Ihr freimütiges Geständnis vor Gericht, wo sie sich wegen Mordversuchs und Giftmordes zu verantworten hatte, ist bekannt. Die Ärzte billigten ihr ohne weiteres die Vergünstigung des in so vielen Fällen mißbrauchten Paragraphen 51 des Strafgesetzbuches zu, und das Schwurgericht sprach sie frei. Die öffentliche Meinung tat dasselbe – mit Recht!

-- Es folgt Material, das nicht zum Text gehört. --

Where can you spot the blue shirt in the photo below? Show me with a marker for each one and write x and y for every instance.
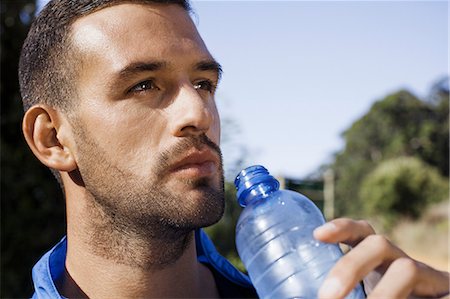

Jetzt lebt Doris Armand auf ihrem Schlosse bei San Francisco. Frau Rucks ist Kammerfrau bei ihr geworden. Die schöne Gina Tanner alias Zelestine Moulin näht im Gefängnis Pantoffeln. Sie hatte den Herzog heiraten und die Million Jahrgeld mit ihm genießen wollen. Die roten Briefe machten einen Strich durch die teuflische Rechnung. – Die roten Briefe und Harald Harst …!

 

Ende!

 

 

Anmerkungen:

  1. Grad Reaumur multipliziert mit 0,8 ergibt Grad Celsius.
  2. Franz.: „fein“. Im Berliner Dialekt aber eher als Wortanhängsel / -verschnörkelung ohne weitere Bedeutung benutzt. Im Straßenjargon oft als „Vielleichtamente“ gesprochen.